Subsequent to the 2018 FDA approval given to the Brainsway system for use in treating obsessive-compulsive disorder (OCD), the market has expanded with other manufacturers, including Neurostar and Magventure. While the focus for all the systems is on treating depression, other mental health illnesses can also be addressed.

A number of clinical studies have demonstrated the efficacy of TMS versus placebo. TMS has also proven to reduce or eliminate the need for patients to take antidepressant medication, although it can also be used to work alongside antidepressants.

Incorporating TMS into Your Medical Practice

With a plethora of manufacturers competing, prices for TMS machines have become more competitive, and their efficacy—measured in terms of mean times to remission—have improved over time.
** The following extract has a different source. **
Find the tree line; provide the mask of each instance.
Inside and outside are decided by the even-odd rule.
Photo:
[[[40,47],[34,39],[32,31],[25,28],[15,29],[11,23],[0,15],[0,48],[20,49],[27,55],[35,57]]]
If you are considering incorporating TMS into your practice, it is important to review a comparative analysis of different machines.

TMS machines vary widely in price, but are clustered around the $40,000-50,000 range for new machines. The payback for a device will of course vary depending on the service cost for treatment, but assuming $2,000 per week in net revenue per machine, the payback would equate to less than six months.

TMS and Insurance

As an FDA approved treatment, TMS is covered by many insurers and the list of insurers who are adopting TMS is growing. It is only a matter of time before this highly effective, safe and quick-acting therapy is among the most prevalent and effective tools for treating depression.